De entre las muchas obras que publicó Judith Gautier (1845-1917), El libro de jade es quizá la más reconocida. La dio a la imprenta en 1867 y la firmó como Judith Walter, seguramente para que su trabajo no quedara oscurecido por el gran nombre de su padre, el poeta Théophile Gautier, a quien Baudelaire saludó como el «perfecto mago de las letras francesas» en la dedicatoria de Las flores del mal. Se comprende ese temor y también otro, pues la autora debió de ser plenamente consciente de la importancia que poseía lo que estaba ofreciendo: una de las primeras selecciones de poesía clásica china vertida a una lengua occidental y un lenguaje literario modernos; en este caso, suele aducirse, el del simbolismo.
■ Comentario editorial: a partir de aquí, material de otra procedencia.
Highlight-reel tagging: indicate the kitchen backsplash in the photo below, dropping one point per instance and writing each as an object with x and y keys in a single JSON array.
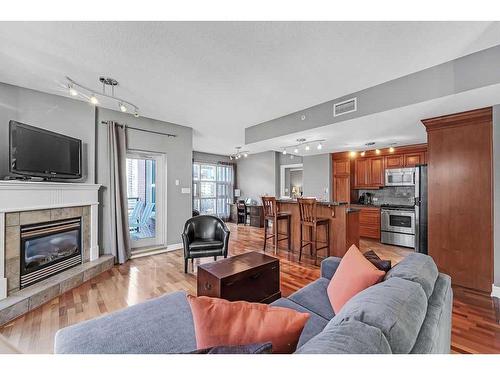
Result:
[{"x": 397, "y": 195}]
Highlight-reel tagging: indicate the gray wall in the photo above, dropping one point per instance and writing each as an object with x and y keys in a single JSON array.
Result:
[
  {"x": 256, "y": 175},
  {"x": 496, "y": 193},
  {"x": 211, "y": 158},
  {"x": 56, "y": 113},
  {"x": 317, "y": 176},
  {"x": 477, "y": 70},
  {"x": 179, "y": 153}
]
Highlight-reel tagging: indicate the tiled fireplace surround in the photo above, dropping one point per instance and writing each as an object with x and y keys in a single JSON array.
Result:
[{"x": 24, "y": 203}]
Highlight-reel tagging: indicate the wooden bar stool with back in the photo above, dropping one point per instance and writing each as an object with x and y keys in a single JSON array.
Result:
[
  {"x": 271, "y": 213},
  {"x": 308, "y": 219}
]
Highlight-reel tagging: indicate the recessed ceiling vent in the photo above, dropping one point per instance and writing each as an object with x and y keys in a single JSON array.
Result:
[{"x": 347, "y": 106}]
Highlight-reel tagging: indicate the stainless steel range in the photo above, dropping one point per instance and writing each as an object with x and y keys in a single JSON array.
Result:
[{"x": 397, "y": 225}]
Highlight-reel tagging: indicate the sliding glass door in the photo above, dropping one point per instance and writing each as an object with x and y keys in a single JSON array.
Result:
[
  {"x": 145, "y": 201},
  {"x": 212, "y": 188}
]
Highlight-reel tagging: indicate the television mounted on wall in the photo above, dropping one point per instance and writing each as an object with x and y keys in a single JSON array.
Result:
[{"x": 36, "y": 152}]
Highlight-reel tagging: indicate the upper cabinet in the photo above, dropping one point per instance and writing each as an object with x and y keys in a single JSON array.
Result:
[
  {"x": 341, "y": 167},
  {"x": 368, "y": 171},
  {"x": 394, "y": 161}
]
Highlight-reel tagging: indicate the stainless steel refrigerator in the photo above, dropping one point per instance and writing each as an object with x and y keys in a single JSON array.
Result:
[{"x": 421, "y": 198}]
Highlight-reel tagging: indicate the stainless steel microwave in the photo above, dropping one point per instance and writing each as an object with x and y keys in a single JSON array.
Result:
[{"x": 400, "y": 177}]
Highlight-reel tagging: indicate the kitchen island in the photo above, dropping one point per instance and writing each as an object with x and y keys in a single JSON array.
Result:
[{"x": 344, "y": 226}]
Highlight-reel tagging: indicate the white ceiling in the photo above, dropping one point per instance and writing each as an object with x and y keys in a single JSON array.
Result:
[
  {"x": 398, "y": 127},
  {"x": 221, "y": 77}
]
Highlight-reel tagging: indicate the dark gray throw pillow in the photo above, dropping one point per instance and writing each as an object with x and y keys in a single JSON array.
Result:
[{"x": 260, "y": 348}]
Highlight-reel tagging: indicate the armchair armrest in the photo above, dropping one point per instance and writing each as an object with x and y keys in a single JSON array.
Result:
[
  {"x": 223, "y": 235},
  {"x": 329, "y": 266}
]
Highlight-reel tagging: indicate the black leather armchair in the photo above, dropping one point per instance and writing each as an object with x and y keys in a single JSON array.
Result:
[{"x": 204, "y": 236}]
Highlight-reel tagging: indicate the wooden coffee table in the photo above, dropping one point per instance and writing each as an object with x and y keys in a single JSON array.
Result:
[{"x": 251, "y": 277}]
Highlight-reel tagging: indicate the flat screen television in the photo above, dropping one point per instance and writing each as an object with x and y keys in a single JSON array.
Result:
[{"x": 36, "y": 152}]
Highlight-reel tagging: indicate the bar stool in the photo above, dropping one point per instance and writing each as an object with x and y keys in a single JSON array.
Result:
[
  {"x": 271, "y": 213},
  {"x": 308, "y": 219}
]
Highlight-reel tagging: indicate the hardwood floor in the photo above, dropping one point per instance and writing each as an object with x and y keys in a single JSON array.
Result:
[{"x": 474, "y": 330}]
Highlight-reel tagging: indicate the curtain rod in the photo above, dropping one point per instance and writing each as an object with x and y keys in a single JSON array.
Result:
[{"x": 143, "y": 130}]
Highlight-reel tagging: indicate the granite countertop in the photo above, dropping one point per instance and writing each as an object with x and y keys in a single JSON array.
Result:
[
  {"x": 359, "y": 205},
  {"x": 323, "y": 203}
]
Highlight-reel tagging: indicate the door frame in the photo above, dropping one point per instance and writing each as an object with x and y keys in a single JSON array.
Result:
[
  {"x": 160, "y": 240},
  {"x": 282, "y": 175}
]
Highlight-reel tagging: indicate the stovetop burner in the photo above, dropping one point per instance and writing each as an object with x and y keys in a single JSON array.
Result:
[{"x": 398, "y": 206}]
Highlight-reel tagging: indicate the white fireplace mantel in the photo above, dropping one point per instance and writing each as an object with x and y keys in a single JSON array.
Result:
[{"x": 16, "y": 196}]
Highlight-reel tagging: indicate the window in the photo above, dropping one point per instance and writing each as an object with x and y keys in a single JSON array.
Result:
[{"x": 212, "y": 189}]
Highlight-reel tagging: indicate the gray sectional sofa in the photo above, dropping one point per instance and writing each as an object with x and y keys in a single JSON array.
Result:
[{"x": 409, "y": 312}]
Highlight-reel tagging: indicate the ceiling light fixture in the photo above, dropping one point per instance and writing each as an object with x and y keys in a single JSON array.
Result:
[
  {"x": 238, "y": 154},
  {"x": 93, "y": 96},
  {"x": 72, "y": 90},
  {"x": 93, "y": 100}
]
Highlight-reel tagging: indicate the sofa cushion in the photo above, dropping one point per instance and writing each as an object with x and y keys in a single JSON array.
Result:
[
  {"x": 435, "y": 334},
  {"x": 314, "y": 325},
  {"x": 218, "y": 322},
  {"x": 419, "y": 268},
  {"x": 259, "y": 348},
  {"x": 381, "y": 264},
  {"x": 314, "y": 298},
  {"x": 354, "y": 274},
  {"x": 397, "y": 307},
  {"x": 160, "y": 325},
  {"x": 349, "y": 337}
]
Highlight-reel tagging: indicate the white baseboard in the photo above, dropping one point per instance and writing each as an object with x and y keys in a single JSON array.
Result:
[
  {"x": 495, "y": 291},
  {"x": 155, "y": 251}
]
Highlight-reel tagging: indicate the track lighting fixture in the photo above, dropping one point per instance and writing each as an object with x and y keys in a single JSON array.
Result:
[
  {"x": 93, "y": 100},
  {"x": 72, "y": 90},
  {"x": 238, "y": 154},
  {"x": 93, "y": 96}
]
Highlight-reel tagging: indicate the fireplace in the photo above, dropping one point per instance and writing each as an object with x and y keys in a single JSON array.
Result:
[{"x": 49, "y": 248}]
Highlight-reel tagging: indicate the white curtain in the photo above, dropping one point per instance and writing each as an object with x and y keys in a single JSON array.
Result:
[{"x": 119, "y": 230}]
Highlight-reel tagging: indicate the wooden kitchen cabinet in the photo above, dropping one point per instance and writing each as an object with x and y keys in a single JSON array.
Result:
[
  {"x": 394, "y": 161},
  {"x": 369, "y": 222},
  {"x": 361, "y": 167},
  {"x": 342, "y": 188},
  {"x": 343, "y": 180},
  {"x": 410, "y": 160},
  {"x": 376, "y": 172},
  {"x": 341, "y": 167}
]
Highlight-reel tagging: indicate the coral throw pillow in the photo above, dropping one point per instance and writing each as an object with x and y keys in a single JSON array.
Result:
[
  {"x": 218, "y": 322},
  {"x": 354, "y": 274}
]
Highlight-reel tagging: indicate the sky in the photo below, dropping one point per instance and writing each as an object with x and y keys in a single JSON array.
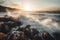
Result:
[{"x": 31, "y": 4}]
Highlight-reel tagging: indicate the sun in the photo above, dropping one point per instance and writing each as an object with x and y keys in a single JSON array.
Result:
[{"x": 27, "y": 7}]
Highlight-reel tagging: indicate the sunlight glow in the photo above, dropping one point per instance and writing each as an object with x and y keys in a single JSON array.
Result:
[{"x": 27, "y": 7}]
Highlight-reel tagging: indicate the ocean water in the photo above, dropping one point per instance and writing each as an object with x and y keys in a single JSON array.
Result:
[{"x": 49, "y": 22}]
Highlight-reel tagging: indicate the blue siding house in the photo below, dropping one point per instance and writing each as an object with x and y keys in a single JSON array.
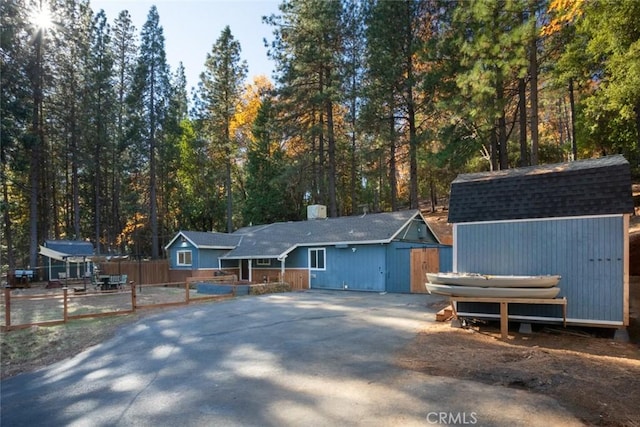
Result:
[
  {"x": 371, "y": 252},
  {"x": 570, "y": 219}
]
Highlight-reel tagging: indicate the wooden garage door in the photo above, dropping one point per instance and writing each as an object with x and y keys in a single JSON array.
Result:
[{"x": 423, "y": 260}]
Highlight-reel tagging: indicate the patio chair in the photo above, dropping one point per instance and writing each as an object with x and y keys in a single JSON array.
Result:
[{"x": 123, "y": 281}]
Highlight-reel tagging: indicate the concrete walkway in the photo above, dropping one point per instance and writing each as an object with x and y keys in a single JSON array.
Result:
[{"x": 297, "y": 359}]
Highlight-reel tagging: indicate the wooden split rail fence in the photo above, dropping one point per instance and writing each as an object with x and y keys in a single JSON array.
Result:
[{"x": 57, "y": 305}]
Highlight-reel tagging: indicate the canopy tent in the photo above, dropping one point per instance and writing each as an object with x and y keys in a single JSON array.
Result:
[
  {"x": 61, "y": 256},
  {"x": 69, "y": 252}
]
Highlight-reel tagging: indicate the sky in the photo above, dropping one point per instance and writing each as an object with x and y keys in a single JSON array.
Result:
[{"x": 191, "y": 28}]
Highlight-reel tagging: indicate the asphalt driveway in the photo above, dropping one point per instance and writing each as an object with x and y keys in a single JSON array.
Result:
[{"x": 310, "y": 358}]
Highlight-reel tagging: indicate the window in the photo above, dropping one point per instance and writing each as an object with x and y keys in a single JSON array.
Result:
[
  {"x": 316, "y": 259},
  {"x": 184, "y": 257}
]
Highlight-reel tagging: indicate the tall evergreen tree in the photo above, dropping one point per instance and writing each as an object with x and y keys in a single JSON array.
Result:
[
  {"x": 308, "y": 50},
  {"x": 124, "y": 45},
  {"x": 152, "y": 91},
  {"x": 265, "y": 182},
  {"x": 222, "y": 83}
]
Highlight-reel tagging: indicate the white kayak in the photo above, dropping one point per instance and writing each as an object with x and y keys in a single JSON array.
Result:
[
  {"x": 494, "y": 281},
  {"x": 491, "y": 292}
]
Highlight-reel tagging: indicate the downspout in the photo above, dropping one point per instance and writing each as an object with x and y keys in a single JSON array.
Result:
[{"x": 282, "y": 266}]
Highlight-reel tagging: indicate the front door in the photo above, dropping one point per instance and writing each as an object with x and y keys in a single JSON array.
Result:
[
  {"x": 244, "y": 269},
  {"x": 423, "y": 261}
]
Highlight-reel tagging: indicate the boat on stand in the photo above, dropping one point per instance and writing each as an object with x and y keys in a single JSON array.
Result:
[{"x": 493, "y": 286}]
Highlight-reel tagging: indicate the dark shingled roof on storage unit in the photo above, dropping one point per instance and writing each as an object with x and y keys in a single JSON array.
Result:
[{"x": 585, "y": 187}]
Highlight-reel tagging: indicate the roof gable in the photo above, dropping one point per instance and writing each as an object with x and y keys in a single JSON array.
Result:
[
  {"x": 206, "y": 239},
  {"x": 586, "y": 187},
  {"x": 274, "y": 240},
  {"x": 70, "y": 247}
]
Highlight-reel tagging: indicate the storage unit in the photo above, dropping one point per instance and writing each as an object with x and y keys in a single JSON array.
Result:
[{"x": 569, "y": 219}]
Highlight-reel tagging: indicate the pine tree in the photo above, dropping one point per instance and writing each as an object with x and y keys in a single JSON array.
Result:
[
  {"x": 222, "y": 83},
  {"x": 152, "y": 91}
]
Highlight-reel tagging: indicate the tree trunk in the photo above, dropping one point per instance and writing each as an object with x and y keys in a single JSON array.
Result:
[
  {"x": 155, "y": 253},
  {"x": 574, "y": 143},
  {"x": 331, "y": 148},
  {"x": 522, "y": 107},
  {"x": 393, "y": 182},
  {"x": 533, "y": 72}
]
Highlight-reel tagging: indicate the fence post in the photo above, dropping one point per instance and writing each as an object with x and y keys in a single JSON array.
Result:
[
  {"x": 7, "y": 307},
  {"x": 65, "y": 314},
  {"x": 133, "y": 296}
]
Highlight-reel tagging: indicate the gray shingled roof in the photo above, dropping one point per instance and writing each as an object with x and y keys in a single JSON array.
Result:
[
  {"x": 586, "y": 187},
  {"x": 275, "y": 240},
  {"x": 70, "y": 247}
]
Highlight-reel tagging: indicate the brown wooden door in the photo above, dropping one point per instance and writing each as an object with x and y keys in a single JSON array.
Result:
[{"x": 423, "y": 261}]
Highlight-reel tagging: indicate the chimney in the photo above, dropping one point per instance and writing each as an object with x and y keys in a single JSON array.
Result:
[{"x": 316, "y": 212}]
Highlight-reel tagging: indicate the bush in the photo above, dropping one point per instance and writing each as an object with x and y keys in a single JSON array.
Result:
[{"x": 269, "y": 288}]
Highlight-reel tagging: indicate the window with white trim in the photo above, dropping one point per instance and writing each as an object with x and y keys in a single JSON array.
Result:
[
  {"x": 184, "y": 257},
  {"x": 317, "y": 259}
]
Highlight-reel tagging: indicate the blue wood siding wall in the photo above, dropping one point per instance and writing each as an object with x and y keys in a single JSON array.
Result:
[
  {"x": 586, "y": 252},
  {"x": 362, "y": 269}
]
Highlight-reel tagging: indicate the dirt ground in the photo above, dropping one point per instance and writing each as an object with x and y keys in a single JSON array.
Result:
[{"x": 588, "y": 371}]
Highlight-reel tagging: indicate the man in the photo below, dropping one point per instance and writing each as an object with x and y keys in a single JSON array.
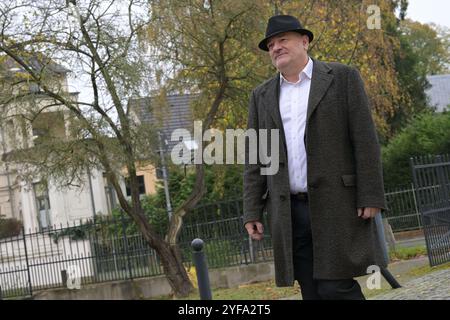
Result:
[{"x": 329, "y": 187}]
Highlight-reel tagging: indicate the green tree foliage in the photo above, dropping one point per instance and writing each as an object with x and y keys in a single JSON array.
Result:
[
  {"x": 426, "y": 134},
  {"x": 424, "y": 50}
]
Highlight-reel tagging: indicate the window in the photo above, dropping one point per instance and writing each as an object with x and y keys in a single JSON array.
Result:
[
  {"x": 141, "y": 183},
  {"x": 42, "y": 206}
]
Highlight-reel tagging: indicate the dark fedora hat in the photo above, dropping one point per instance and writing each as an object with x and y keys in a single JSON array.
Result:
[{"x": 283, "y": 23}]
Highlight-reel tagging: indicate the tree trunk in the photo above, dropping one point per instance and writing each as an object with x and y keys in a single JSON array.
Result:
[
  {"x": 170, "y": 257},
  {"x": 174, "y": 270}
]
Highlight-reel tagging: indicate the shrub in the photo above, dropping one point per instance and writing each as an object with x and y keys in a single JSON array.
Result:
[
  {"x": 9, "y": 227},
  {"x": 429, "y": 133}
]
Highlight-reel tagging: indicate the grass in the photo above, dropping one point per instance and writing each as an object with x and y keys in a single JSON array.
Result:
[
  {"x": 268, "y": 291},
  {"x": 254, "y": 291},
  {"x": 406, "y": 253}
]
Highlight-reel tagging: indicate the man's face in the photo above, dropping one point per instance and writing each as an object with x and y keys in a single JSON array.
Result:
[{"x": 288, "y": 50}]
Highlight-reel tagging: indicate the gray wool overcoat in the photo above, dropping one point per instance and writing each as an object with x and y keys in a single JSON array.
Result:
[{"x": 344, "y": 173}]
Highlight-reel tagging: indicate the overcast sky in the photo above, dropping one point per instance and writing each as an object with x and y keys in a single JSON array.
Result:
[
  {"x": 424, "y": 11},
  {"x": 427, "y": 11}
]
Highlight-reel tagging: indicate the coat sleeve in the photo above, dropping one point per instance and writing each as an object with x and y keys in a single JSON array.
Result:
[
  {"x": 255, "y": 184},
  {"x": 366, "y": 148}
]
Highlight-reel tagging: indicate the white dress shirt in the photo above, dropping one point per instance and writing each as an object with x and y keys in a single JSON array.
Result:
[{"x": 294, "y": 99}]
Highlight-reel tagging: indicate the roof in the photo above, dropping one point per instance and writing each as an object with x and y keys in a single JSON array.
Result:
[
  {"x": 178, "y": 115},
  {"x": 439, "y": 92}
]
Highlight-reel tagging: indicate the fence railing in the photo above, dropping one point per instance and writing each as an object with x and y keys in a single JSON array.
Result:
[
  {"x": 402, "y": 210},
  {"x": 102, "y": 250},
  {"x": 105, "y": 250},
  {"x": 431, "y": 176}
]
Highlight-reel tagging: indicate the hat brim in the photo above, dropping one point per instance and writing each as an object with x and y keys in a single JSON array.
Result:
[{"x": 263, "y": 44}]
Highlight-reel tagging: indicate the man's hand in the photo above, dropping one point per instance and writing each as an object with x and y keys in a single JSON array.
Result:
[
  {"x": 255, "y": 229},
  {"x": 367, "y": 213}
]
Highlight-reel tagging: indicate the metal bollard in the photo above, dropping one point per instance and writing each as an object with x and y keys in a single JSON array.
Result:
[
  {"x": 64, "y": 278},
  {"x": 381, "y": 238},
  {"x": 201, "y": 269}
]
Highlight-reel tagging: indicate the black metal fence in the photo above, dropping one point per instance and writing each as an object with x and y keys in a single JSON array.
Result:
[
  {"x": 103, "y": 250},
  {"x": 402, "y": 211},
  {"x": 107, "y": 250},
  {"x": 431, "y": 176}
]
Aunque eso igual sea ir demasiado lejos: en 1867 se estaría hablando, si acaso, de parnasianismo o de la poesía del «arte por el arte», corrientes ambas en las que se encuadra a Gautier padre; pero aún faltaba bastante para que el simbolismo y su filial, el decadentismo, poblaran las discusiones de los vanguardistas parisinos. Con todo, es innegable que Gautier hija se adelantó a su tiempo con este libro, que ya tiene el toque evanescente propio de las poéticas de «fin de siècle»; así, en esta imagen del último poema de la antología, «Los caracteres eternos», traducido de Li Po: «El encantador frescor de las mandarinas se marchita cuando una mujer las lleva demasiado tiempo entre las gasas de su manga; igual que se desvanece al sol la blanca escarcha».

Como puede apreciarse gracias al fragmento citado, la Gautier decidió prescindir de las restricciones del verso para traducir los ideogramas y convirtió El libro de jade -no sabemos si queriendo- en uno de los primeros ejemplos de prosa poética que se conocen. El género había recibido su bautismo oficial en el Gaspard de la nuit (1842) de Aloysius Bertrand, y ya en 1862 Baudelaire le había dado rango de modernidad en sus Pequeños poemas en prosa. Es verdad que la joven sinóloga (22 años en 1867) pudo haber optado por el verso libre, pero tal cosa era inconcebible en la sociedad literaria francesa de la época, que aún tardaría más de veinte años en leer los primeros poemas compuestos enteramente a base de versos anisosilábicos.

Sea como fuere, el caso es que su decisión, unida a la cadenciosa y sedosa textura de las palabras y las frases y el tenue colorido de las estampas, hizo del libro una novedad radical en el París de finales del Segundo Imperio. Juzgo estas virtudes a partir de la traducción de Julián Gea, pues la edición no es bilingüe, lo que hace imposible saber si el rítmico y luminoso castellano en que leo a Judith Gautier es fruto de una cumplida operación de trasvase o el resultado de una libérrima recreación del original francés. Pero si el traductor se ha tomado muchas libertades, está en su derecho, porque fue con esa misma actitud con la que la autora abordó la tarea de verter a los Li Po, Tu Fu o Su Tung Puo, entre otros.

Idéntico camino siguió 48 años más tarde un excéntrico americano admirador de Gautier padre. En su Cathay (1915), Ezra Pound, que no sabía una palabra de chino, se basó en unas traducciones previas del sinólogo Ernest Fenollosa para dar al inglés lo que Gautier hija le había regalado ya al francés; aunque, esta vez sí, en verso libre, y a beneficio del «modernismo» anglo-norteamericano. Lo que no obsta para que la lección de El libro de jade resultara de enorme utilidad para dos estrictos contemporáneos franceses de los modernistas anglófonos: Victor Segalen y Saint-John Perse, ambos, como la autora, consumados orientalistas.